From hundreds of applicants across Canada, the UK and France, a Grade 10 student from Orillia, Andréa Jackson, who attends Nouvelle-Alliance Catholic High School in Barrie, was selected to participate in this flagship scholarship program.

The Beaverbrook Vimy Prize consists of a fully funded, two-week educational program in France, and Belgium to study the intertwined history of our countries during the First and Second World Wars.

Scheduled for Aug. 7-20, 2019, these 16 outstanding students (from Canada, the UK, and France) will attend intimate history lectures, pay their respects at the stunning Canadian National Vimy Memorial, learn from experts at Ypres, Passchendaele, and Beaumont Hamel, walk along Juno Beach and other key sites in Normandy, and participate in unique commemoration ceremonies at the Menin Gate (First World War) and at Dieppe (Second World War).

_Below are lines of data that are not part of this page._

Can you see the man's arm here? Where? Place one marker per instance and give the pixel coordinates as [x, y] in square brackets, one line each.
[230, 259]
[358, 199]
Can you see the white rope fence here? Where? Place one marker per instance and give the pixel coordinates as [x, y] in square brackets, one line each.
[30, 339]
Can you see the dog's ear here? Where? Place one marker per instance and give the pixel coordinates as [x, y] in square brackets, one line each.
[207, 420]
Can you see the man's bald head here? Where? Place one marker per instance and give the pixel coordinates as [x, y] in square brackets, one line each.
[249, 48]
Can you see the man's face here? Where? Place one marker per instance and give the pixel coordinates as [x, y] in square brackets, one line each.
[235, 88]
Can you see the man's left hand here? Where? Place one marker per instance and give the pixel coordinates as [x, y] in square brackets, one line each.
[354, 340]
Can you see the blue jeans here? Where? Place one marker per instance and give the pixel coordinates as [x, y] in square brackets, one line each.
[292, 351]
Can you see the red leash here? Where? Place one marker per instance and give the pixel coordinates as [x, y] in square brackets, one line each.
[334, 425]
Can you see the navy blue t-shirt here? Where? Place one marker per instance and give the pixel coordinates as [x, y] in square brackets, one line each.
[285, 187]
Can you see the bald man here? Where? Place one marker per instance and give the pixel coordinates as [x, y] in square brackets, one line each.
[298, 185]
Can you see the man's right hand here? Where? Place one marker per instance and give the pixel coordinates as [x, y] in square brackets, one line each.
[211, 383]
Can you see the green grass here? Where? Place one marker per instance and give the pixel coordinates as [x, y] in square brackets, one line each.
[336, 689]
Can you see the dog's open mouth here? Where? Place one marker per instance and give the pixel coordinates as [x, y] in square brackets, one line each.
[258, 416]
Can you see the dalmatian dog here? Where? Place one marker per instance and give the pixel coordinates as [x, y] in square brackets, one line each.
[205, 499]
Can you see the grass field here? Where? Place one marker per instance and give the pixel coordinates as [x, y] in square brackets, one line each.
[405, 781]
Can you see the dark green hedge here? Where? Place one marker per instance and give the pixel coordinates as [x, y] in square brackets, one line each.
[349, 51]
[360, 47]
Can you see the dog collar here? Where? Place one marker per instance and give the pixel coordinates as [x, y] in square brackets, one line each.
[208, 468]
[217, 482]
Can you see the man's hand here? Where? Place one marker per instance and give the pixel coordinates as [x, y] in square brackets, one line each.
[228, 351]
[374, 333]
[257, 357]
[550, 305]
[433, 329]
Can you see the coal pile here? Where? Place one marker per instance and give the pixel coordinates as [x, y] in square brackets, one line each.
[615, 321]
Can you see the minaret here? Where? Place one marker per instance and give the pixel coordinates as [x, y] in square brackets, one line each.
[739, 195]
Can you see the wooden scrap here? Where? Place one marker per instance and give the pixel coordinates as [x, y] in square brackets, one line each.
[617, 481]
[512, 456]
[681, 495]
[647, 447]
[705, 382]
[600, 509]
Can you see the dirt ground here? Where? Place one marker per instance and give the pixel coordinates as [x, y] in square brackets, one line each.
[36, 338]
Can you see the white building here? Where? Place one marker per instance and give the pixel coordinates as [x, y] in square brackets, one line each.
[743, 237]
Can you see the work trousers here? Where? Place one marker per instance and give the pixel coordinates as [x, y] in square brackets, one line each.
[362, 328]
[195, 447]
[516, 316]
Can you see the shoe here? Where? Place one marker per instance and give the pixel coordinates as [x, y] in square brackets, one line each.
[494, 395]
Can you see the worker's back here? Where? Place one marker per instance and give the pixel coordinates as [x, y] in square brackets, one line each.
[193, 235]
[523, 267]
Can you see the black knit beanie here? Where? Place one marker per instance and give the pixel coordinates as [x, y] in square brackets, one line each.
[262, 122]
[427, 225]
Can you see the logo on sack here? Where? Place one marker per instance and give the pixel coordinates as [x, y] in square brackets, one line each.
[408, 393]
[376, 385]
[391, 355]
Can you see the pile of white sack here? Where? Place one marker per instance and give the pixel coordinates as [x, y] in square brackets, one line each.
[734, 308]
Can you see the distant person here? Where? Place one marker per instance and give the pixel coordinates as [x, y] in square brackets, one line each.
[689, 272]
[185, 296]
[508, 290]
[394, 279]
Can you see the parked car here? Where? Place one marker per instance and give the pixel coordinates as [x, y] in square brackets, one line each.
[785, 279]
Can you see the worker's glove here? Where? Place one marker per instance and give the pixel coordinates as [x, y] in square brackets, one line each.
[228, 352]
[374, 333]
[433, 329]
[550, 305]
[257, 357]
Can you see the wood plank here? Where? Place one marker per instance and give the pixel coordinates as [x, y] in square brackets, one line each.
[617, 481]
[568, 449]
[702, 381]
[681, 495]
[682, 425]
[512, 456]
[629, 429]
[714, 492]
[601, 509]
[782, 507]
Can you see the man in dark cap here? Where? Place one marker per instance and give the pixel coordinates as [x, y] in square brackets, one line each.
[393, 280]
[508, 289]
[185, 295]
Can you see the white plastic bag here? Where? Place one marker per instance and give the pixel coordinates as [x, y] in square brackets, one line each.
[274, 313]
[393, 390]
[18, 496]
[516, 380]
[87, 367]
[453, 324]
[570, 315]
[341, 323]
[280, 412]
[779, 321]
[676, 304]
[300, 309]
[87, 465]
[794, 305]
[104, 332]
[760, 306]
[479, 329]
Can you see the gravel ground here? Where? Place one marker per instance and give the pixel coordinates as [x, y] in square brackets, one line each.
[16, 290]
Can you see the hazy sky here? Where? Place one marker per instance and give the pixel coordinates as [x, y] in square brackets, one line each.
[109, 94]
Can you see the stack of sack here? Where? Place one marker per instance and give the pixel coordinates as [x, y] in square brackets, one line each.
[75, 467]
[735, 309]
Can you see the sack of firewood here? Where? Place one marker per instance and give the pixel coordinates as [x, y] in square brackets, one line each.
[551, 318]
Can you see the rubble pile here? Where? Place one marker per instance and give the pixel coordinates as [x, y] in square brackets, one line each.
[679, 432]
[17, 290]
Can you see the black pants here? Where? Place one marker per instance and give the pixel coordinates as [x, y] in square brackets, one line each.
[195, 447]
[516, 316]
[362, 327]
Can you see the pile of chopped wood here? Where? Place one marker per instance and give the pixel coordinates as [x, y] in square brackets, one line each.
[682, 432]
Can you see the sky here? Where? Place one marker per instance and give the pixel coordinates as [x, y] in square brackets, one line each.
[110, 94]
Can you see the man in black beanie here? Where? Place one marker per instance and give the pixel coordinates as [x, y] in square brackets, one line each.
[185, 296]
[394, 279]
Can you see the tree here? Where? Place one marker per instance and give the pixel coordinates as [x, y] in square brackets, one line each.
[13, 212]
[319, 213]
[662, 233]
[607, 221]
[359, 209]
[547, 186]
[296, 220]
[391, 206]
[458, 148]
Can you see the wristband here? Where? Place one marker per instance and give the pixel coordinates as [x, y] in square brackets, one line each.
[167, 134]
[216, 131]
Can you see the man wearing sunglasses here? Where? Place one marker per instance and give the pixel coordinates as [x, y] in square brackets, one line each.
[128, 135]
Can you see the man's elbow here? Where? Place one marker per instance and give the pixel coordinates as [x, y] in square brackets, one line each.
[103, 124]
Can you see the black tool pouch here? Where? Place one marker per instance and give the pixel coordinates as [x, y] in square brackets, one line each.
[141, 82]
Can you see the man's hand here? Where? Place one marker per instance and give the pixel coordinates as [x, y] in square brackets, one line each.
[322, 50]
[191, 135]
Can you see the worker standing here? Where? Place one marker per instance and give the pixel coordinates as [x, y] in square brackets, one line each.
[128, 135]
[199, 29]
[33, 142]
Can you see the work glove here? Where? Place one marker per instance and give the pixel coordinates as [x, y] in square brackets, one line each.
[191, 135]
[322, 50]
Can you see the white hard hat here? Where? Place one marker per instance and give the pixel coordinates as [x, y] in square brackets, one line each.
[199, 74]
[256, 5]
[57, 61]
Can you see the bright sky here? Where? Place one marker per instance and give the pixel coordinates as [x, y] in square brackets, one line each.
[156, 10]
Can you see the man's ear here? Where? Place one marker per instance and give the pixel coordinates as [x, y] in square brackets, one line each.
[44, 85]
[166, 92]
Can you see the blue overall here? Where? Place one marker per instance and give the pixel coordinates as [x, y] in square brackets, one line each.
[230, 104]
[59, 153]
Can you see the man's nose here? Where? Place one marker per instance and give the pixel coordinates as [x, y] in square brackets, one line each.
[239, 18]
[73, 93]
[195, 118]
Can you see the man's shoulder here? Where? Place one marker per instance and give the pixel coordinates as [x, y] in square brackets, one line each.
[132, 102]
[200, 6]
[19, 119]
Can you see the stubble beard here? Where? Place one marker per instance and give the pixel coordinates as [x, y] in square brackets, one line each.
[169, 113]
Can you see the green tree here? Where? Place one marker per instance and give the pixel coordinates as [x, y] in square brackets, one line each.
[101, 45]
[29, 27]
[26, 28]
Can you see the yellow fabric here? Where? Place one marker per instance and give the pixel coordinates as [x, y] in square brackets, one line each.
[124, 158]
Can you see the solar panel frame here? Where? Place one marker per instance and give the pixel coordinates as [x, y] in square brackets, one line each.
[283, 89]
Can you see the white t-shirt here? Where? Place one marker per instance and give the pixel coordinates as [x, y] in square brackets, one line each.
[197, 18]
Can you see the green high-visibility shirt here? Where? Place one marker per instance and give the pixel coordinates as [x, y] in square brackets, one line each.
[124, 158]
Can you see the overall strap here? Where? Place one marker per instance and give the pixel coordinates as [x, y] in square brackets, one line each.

In addition, the participants in the Beaverbrook Vimy Prize program for 2019 have a unique opportunity to visit many of the sites of the First World War a century after the signing of the 1919 Versailles peace treaty. 

The Canadian Corps’ accomplishments from Aug. 8 to Nov. 11, 1918 were truly impressive, though incredibly costly—when the Allies planned the offensives that would ultimately win the war, Canada’s soldiers were given the responsibility of being at the forefront of the attacks. Beaverbrook Vimy Prize students will be visiting many of the key locations from the Last 100 Days campaign, including Amiens, Cambrai, and Mons.

We no longer have any veterans of the First World War still with us: we have lost that direct connection with their stories - of the tragedy of war, of the reasons why they enlisted to fight, of the impact of the war on them, their families, and their countries.

There are no more living links to the First World War, so this is why the Beaverbrook Vimy Prize program exists, to keep their legacy alive by engaging today’s youth in discovering more about our shared past. 

Proud Franco-Ontarian Andréa Jackson is an advocate for social media awareness and also trains young hockey players when she’s not too busy with her duties as a library assistant.

A member of the Franco-Ontarian Youth Mock-Parliament, she is a part of the theatre program at l’École Secondaire Catholique Nouvelle Alliance. Her French skills will doubtless be put to good use when the Beaverbrook Vimy Prize takes her on an educational journey through France and Belgium.

The Vimy Foundation is a charitable organization whose mission is to preserve and promote Canada’s First World War legacy, best symbolized with the victory at Vimy Ridge in April 1917.